It seems to be related with llama.cpp. Because I found possible related issue in llama.cpp: #12517. And the BUG in llama.cpp just resolved last week in #12545.

martindevans · 2025-04-03T13:20:09Z

LLamaSharp is currently using this version of llama.cpp (three weeks old). Hopefully this should be resolved once we upgrade to a newer version (no set timeline, but usually around once a month).

zsogitbe · 2025-04-19T04:40:59Z

Try to set the Embeddings parameter in ModelParams to true.
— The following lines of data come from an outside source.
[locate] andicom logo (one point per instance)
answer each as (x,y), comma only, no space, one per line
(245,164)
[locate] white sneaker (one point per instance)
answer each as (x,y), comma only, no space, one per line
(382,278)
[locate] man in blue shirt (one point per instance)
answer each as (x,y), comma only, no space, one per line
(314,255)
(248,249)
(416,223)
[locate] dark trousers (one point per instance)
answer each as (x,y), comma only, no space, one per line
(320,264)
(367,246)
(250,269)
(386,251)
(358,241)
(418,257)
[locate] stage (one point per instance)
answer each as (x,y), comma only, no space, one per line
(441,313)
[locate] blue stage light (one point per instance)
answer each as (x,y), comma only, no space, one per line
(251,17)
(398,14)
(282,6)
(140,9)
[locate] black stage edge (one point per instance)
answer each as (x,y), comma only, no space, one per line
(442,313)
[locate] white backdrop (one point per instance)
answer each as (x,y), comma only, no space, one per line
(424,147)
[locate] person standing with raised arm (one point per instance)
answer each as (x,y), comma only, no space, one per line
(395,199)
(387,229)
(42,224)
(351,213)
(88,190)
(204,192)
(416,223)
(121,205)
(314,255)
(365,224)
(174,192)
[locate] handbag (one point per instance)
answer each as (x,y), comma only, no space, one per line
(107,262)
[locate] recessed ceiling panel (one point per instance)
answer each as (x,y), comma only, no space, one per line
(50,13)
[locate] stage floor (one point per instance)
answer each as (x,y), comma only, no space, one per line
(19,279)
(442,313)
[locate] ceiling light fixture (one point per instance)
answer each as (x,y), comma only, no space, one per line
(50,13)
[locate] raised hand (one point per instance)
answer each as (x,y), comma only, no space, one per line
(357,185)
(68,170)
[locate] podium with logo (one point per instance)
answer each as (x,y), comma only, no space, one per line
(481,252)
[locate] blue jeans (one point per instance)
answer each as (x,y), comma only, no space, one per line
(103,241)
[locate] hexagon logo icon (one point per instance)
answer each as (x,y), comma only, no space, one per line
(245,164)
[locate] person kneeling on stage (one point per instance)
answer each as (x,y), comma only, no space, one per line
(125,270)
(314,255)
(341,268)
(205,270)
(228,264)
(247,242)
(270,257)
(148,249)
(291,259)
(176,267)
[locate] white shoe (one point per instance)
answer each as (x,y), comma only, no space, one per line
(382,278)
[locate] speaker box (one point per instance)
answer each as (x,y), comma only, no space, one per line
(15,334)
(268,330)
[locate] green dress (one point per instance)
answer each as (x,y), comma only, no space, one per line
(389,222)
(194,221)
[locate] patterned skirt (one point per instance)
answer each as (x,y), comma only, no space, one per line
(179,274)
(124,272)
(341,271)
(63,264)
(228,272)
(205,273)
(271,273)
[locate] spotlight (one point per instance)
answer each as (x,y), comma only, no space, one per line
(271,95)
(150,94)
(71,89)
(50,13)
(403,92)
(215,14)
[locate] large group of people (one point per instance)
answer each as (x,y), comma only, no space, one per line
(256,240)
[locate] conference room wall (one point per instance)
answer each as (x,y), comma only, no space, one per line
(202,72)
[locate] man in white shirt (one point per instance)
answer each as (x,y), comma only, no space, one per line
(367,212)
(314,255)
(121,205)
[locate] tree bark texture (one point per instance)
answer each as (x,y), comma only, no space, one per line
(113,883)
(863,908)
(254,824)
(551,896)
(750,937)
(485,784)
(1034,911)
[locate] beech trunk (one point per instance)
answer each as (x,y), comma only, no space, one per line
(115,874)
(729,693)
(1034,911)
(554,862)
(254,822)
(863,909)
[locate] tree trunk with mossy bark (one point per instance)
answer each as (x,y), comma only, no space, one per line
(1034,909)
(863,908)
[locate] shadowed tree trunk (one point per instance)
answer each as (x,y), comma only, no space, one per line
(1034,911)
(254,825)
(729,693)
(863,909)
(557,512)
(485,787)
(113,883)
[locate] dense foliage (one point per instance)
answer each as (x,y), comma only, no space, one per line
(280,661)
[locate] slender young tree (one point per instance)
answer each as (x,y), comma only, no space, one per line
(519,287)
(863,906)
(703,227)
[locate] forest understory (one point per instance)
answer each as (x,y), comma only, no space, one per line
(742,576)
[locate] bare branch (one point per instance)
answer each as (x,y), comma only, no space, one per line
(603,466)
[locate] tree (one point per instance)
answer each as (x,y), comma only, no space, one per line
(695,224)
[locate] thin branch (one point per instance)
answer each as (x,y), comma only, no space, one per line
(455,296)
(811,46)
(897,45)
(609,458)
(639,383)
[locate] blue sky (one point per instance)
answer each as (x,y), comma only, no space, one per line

IoannisVarouxis · 2025-04-23T11:21:08Z

I get the same error when I create a LLamaSharpTextEmbeddingGenerator object by providing the config and the model weights (that I have already loaded previously)

        `LLamaSharpTextEmbeddingGenerator embeddingGenerator = new LLamaSharpTextEmbeddingGenerator(config, modelWeights);`

If I use the other ctor (by providing only the config object), the object is created as expected (this ofcourse means that it loads the model weights twice, once for the LlamaSharpTextGenerator & another for the LLamaSharpTextEmbeddingGenerator):

        `LLamaSharpTextEmbeddingGenerator embeddingGenerator = new LLamaSharpTextEmbeddingGenerator(config);`

The example KernelMemorySaveAndLoad.cs uses the WithLLamaSharpDefaults() extension method, which initially loads the model weights and then creates the text & embedding generators by providing the preloaded weights (which generates the ggml error as well).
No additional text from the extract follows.